# Repainting Fisher plow.



## Pat M (Oct 19, 2005)

So has anyone stripped and repainted or actually shot the frame with either Herculiner or some sort or rubberized undercoating or what they use to spray truck beds with. I bought a used plow last year and looking at it before the snow starts to fall the paint is flaking. Wondering if anyone has stripped off the old paint and what they have used to repaint them frame with and even the blade.


----------



## ibelee (Dec 7, 2004)

*Fisher Plow Paint*

I did one.
Had it blasted down to bare metal.
Painted the blade w/ Fisher OEM Paint.
Painted the frame with Black Rustolem.
New Fisher Stickers I bought on ebay.
Looks Brand New.


----------



## BJH Snow (Dec 18, 2003)

I completelty went through my Fisher two years ago, where I sandblasted the entire plow and brought it back to metal. I had a friend who owned a body shop prime and repaint the plow with black powder coat and then put on the fisher yellow on the front face and replaced the logo's. It still looks great today. I have heard of guys who have used the truck bed liner, but didn't use the texture to keep it smooth.


----------



## DeereFarmer (Dec 12, 2005)

Don't use bedliner material. I have seen that and it comes out really bad. All the snow sticks to it. I sanded mine down with a wire brush on a drill (didn't have access to a sandblaster) and applies a gery primer and then a pint of Fisher yellow with the storm guard.
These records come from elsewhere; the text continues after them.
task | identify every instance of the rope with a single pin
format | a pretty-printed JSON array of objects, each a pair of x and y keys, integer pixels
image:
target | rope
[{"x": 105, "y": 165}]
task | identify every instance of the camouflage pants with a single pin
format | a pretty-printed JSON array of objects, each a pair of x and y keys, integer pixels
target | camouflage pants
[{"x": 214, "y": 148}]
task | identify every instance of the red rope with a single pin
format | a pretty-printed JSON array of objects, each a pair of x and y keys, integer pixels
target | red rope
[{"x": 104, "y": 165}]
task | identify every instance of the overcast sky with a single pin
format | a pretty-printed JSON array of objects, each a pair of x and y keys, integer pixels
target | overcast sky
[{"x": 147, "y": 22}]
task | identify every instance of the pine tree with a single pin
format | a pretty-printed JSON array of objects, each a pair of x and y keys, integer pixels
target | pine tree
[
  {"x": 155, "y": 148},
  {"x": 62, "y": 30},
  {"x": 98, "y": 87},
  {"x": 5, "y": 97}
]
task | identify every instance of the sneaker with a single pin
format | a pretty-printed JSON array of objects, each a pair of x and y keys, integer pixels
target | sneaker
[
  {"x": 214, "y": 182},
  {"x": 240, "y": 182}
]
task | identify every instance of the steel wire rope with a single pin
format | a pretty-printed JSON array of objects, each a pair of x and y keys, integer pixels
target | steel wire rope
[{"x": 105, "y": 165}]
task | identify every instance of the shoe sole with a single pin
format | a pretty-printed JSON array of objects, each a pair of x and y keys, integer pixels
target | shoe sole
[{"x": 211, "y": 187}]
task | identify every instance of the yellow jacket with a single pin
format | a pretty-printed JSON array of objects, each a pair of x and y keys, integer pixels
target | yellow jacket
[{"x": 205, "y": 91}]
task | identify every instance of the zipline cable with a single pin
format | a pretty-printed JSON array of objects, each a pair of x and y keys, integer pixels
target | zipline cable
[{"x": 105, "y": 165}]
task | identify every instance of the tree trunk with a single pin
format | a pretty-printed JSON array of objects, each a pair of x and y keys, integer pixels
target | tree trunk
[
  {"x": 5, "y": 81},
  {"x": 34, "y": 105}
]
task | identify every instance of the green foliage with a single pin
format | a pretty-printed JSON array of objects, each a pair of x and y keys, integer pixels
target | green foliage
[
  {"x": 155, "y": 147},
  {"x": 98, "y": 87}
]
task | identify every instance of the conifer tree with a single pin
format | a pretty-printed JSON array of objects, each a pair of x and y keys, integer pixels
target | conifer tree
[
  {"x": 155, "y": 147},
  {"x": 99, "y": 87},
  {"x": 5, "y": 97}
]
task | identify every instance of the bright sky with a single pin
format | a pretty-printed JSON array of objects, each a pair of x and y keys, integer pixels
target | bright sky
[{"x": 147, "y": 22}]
I did the same with the frame, but painted it black. Popped on a decal and I was set to go. Took some time, but lasted all winter without a scratch.


----------



## snowcan (Sep 28, 2006)

Rust paint like tremclad works great, easy to touch up and cheapest, thin it out a bit with paint thinner if you spray it, about 8 to 1.


----------



## Flipper (Nov 1, 2001)

Fisher paint is a waste of money. We shoot them with Rustoleum Safety Yellow over a medium quality primer after sandblasting. The most you will get it maybe 4 years, just to abrasive of an enviroment for paint to last, even the powdercoat will wear thin if it doesn't start peeeling.


----------



## RODJ (Dec 11, 2004)

*Painting Plow*

Need To Paint Plow Is Rustolem Paint Okay To Paint Blade. If Not What Should I Use


----------



## BJH Snow (Dec 18, 2003)

RODJ,

Yes, Rustoleum paint would work fine for repainting your plow.


----------



## john boardman (Sep 25, 2006)

Sandpaper works great on the black push bars, frame etc. then spray with Napa's Rust Treatment dry 24hrs coat with black semigloss matches nearly perfect I cant tell where I painted and where I didn't. I also blasted my blade (Boss) brother in law is a body guy and had Base/Clear leftover from the other brother in laws screwup in his 05 Silverado (Victory Red) Blade now has Victory Red Base and 5 coats of clear. Slapped on new sticker and damn it's pretty. Touch up can now be done with factory GM touch up bottle.  If it can get through all the clear coat.


----------



## Bryan C. King (Jan 19, 2004)

ibelee said:


> Had it blasted down to bare metal.


How much did it cost to have it blasted


----------



## BJH Snow (Dec 18, 2003)

*Sandblasting*

I had my plow sandblasted two years ago and had a local body shop do it for me and I paid $150 to blast it and prime the plow.


----------



## Nascar24 (Feb 11, 2006)

Bryan C. King said:


> How much did it cost to have it blasted


Hi

I just did a 71/2 Fisher MM1 completely tore it down and had it completely sandblasted , cost me $300, I finished painting it a couple of day's ago and I'm in the process of re-assembling as I write this response.


----------



## john boardman (Sep 25, 2006)

$ 50.00 (blade only) by a guy with an industrial blaster who normally blasts equiptment for farmers. I was going to do it myself but the silica sand alone would have cost me around 35.00


----------